Spain to vote in favor of UN observer status for Palestine
Rajoy backs two-state solution as Israel warns Madrid it could become sidelined in future peace negotiations
The Spanish government is expected to vote Thursday in favor of granting Palestine observer status at the United Nations despite a warning from Israel that such a move could limit Spain’s influence in any future peace negotiations.
Foreign Minister José María García-Margallo has already said that he favors allowing the Palestinians to become UN observers. But EL PAÍS learned on Tuesday afternoon that Spain will give Palestine an affirmative vote.
France and Austria both announced on Tuesday that they will also be voting in favor of the initiative. French Foreign Minister Laurent Fabius said that his country has always supported an independent Palestinian state. Michael Spindelegger, the Austrian foreign minister, said Vienna has decided to vote in favor after changes were made to the text of the Palestinians’ petition, meaning they would not gather the right to hold seats on any UN agencies.
During a joint news conference with Turkish Prime Minister Recep Tayyip Erdogan, who was in Madrid for an official visit on Tuesday, Prime Minister Mariano Rajoy said that Spain would make its final decision after reviewing a copy of the final petition, which the government is expected to receive at 9pm. Rajoy, who spoke to Erdogan about the situation, said that Spain favors two independent Palestinian and Israeli states.

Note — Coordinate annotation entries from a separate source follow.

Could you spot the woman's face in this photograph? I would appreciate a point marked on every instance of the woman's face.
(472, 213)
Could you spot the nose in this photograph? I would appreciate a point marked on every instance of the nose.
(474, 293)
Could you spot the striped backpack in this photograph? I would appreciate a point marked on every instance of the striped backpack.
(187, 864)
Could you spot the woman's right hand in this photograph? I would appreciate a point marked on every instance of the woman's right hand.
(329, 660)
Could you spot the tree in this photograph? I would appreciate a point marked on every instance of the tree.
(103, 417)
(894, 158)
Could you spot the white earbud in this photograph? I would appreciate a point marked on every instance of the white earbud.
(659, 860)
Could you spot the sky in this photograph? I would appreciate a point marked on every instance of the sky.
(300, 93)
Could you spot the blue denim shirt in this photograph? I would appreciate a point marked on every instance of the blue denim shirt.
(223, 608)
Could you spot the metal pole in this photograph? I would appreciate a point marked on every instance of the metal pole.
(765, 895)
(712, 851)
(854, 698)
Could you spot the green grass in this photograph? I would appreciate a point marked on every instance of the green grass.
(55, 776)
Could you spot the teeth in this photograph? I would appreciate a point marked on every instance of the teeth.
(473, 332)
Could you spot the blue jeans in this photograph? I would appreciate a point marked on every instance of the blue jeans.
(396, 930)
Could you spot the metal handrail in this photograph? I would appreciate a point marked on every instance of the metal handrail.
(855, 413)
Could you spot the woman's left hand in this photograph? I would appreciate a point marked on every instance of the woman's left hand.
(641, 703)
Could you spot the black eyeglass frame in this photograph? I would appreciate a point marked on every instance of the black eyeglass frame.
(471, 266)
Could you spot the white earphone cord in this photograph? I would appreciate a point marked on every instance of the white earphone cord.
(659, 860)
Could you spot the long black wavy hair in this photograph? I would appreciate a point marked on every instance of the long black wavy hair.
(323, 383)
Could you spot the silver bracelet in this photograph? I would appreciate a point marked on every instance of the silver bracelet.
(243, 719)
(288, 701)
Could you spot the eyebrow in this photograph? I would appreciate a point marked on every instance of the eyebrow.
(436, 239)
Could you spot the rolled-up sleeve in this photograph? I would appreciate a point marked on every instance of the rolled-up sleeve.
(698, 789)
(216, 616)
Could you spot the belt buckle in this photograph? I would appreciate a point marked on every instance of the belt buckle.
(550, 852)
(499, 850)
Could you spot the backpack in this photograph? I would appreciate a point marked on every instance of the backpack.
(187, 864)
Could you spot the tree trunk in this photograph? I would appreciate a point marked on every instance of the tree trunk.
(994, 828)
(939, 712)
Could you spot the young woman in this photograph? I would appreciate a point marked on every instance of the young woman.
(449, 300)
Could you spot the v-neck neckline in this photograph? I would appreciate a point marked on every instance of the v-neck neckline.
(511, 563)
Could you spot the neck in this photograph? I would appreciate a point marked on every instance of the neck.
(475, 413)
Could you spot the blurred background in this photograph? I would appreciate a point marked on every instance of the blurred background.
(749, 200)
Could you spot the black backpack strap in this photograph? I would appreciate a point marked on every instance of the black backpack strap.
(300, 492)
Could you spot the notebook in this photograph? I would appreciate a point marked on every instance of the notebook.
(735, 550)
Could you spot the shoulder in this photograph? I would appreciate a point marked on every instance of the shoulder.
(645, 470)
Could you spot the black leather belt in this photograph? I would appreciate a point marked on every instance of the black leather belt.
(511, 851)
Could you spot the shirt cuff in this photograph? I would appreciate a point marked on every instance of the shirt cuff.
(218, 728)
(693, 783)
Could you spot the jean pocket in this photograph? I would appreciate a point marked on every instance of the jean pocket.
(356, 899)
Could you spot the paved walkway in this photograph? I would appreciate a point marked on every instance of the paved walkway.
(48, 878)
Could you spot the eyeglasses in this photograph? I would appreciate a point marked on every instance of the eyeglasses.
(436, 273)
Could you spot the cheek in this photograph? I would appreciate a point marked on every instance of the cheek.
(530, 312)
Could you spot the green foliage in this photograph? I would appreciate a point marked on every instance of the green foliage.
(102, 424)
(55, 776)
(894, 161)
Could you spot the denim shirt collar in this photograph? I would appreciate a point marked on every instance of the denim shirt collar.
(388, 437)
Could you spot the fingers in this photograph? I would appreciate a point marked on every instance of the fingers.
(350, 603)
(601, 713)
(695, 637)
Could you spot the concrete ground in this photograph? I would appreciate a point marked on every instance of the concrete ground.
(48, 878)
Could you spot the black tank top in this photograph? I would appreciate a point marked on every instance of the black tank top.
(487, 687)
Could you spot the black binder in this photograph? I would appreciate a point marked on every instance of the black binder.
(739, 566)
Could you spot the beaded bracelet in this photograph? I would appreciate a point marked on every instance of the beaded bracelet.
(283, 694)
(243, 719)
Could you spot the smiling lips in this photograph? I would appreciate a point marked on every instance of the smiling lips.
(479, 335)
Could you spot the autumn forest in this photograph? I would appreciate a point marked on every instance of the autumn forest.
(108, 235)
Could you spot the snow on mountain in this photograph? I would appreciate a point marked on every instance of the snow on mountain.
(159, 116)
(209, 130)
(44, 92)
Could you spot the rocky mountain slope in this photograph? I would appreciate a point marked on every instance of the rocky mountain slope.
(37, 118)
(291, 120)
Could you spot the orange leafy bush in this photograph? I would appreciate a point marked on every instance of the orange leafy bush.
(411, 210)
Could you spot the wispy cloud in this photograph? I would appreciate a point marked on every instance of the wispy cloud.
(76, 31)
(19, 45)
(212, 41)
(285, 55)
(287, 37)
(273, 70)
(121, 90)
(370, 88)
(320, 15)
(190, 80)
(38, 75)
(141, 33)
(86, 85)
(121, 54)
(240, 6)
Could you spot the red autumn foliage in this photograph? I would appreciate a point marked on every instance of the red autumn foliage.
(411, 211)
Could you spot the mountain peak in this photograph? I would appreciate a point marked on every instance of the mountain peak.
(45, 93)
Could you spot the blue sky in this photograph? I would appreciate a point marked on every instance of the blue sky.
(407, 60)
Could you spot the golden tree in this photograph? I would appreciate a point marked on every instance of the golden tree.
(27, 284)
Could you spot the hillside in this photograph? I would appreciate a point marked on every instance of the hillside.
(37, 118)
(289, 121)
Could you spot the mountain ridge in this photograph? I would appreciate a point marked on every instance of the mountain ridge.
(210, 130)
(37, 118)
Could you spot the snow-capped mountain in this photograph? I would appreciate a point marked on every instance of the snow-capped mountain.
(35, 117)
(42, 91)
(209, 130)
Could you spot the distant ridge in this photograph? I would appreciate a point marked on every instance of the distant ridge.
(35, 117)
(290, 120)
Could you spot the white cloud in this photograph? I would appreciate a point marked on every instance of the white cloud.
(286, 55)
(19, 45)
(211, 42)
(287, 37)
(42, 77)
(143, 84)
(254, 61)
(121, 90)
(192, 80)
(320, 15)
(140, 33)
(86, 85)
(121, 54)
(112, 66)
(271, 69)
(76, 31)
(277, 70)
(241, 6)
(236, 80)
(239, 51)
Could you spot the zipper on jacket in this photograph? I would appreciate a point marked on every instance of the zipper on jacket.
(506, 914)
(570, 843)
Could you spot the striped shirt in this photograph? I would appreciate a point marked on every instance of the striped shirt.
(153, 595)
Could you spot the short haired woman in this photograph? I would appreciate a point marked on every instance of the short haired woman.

“We have always maintained our position in favor of a two-state solution and we will continue to do all we can on our part to ensure this comes about,” Rajoy said.
The Palestinian Embassy in Madrid said that it expected “nothing less than clear support” from Spain during Thursday’s vote. “Spain has always been a pro-Palestinian country and this position has never changed throughout the years of democratic governments,” embassy sources told Servimedia.
Yet sources at the Israeli Embassy in Madrid say that Spain could find itself on the sidelines in any future peace negotiations. “If Spain and the European Union want to be part of the solution, their margin of influence in any future negotiations will be much more limited by voting in favor of this initiative,” diplomats told Servimedia.